Enfin, là où Florian Philippot affirme que les conducteurs novices «devront passer un nouvel examen après une période d’essai», le texte n’évoque qu’une «séance de retour d’information obligatoire pour le conducteur novice avec un moniteur d’auto-école», qui servirait également de «mise à jour des différentes attitudes à adopter au volant» au terme des deux années que durerait la période de jeune conducteur. Bref, pas de nouvelle épreuve au programme.
Des visites médicales plus fréquentes avec l’âge
Le renouvellement du permis, lui, n’est qu’une question de «validité administrative» de dix ans, à l’instar de la carte d’identité : il n’impose pas de repasser l’examen. Un «contrôle des normes minimales concernant l’aptitude physique et mentale à la conduite» est cependant bien prévu par le texte, ce qui, selon Karima Delli, devrait se traduire par un «examen médical obligatoire». En cas de doute, des «examens médicaux supplémentaires» ou «une séance de contrôle ou de remise à niveau obligatoire avec un instructeur» pourraient venir s’ajouter. Il s’agirait, entre autres, de vérifier que la vue du conducteur reste suffisante pour pouvoir conduire.
De ce fait, il est bien prévu que la durée de validité décline avec l’âge, afin d’augmenter la fréquence des visites médicales : elle devrait passer à un maximum de sept ans pour les plus de 60 ans, cinq ans pour les plus de 70 ans et deux ans pour les plus de 80 ans.
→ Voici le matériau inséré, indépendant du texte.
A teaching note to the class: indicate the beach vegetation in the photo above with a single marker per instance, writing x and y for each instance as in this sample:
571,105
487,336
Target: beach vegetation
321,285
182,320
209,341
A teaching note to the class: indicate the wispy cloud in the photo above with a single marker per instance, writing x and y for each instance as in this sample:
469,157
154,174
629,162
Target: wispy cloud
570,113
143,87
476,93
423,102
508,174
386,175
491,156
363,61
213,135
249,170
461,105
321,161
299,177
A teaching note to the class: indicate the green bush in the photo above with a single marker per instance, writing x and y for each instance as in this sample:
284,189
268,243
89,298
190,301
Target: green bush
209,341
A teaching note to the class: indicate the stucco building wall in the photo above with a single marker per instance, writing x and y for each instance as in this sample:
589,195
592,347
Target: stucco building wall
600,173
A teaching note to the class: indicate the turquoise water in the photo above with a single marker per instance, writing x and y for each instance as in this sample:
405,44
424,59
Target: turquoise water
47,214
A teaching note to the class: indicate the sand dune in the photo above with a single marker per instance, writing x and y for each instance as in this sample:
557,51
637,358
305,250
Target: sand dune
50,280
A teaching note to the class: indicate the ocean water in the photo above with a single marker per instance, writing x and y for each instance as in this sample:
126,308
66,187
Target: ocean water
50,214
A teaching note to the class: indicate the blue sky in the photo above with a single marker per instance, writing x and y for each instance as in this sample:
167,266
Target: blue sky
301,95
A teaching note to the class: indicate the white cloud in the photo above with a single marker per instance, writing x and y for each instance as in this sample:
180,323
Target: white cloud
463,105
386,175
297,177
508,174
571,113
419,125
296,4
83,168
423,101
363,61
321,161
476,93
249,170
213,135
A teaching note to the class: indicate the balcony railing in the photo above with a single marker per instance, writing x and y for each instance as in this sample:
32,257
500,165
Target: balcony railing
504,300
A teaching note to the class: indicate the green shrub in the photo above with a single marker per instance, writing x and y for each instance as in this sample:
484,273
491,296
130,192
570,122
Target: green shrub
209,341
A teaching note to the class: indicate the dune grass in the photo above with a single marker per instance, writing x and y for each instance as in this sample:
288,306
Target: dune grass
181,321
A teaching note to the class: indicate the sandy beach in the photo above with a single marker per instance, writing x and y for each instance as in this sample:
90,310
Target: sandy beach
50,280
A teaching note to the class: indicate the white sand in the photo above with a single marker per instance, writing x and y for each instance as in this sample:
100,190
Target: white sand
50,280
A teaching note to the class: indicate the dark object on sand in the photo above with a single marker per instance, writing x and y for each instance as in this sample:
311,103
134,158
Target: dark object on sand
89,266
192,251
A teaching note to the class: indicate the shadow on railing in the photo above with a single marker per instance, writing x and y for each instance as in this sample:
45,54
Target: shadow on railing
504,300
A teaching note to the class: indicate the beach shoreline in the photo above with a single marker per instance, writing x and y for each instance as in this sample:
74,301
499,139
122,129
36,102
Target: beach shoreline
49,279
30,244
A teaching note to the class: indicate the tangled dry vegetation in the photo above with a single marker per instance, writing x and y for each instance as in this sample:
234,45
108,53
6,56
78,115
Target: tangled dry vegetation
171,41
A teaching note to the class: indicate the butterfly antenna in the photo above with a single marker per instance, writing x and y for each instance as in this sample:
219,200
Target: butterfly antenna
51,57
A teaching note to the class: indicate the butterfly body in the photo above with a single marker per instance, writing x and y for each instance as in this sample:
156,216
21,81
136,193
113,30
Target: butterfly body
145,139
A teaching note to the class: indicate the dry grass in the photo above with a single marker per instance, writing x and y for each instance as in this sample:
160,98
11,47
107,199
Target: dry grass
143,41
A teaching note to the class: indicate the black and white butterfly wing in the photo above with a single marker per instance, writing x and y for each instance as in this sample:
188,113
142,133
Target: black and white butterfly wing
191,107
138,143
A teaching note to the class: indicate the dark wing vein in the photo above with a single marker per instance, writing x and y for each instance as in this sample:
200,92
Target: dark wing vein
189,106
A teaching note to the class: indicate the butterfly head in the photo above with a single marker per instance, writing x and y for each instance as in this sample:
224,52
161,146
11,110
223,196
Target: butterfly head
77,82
Reste que ce projet, qui inclut également la généralisation du permis à points, est loin d’être validé. Comme le relate le Spiegel, les propositions du rapport ont suscité un tollé en Allemagne – y compris auprès des Verts allemands, qui se sont désolidarisés de leur collègue française. Le texte devrait donc être largement modifié avant son éventuelle adoption, espérée avant la fin de la mandature et les élections européennes de juin 2024. Si de nouvelles règles sont adoptées, elles devront ensuite être traduites dans les législations nationales : selon Delli, elles ne rentreront pas en vigueur avant «trois-quatre ans».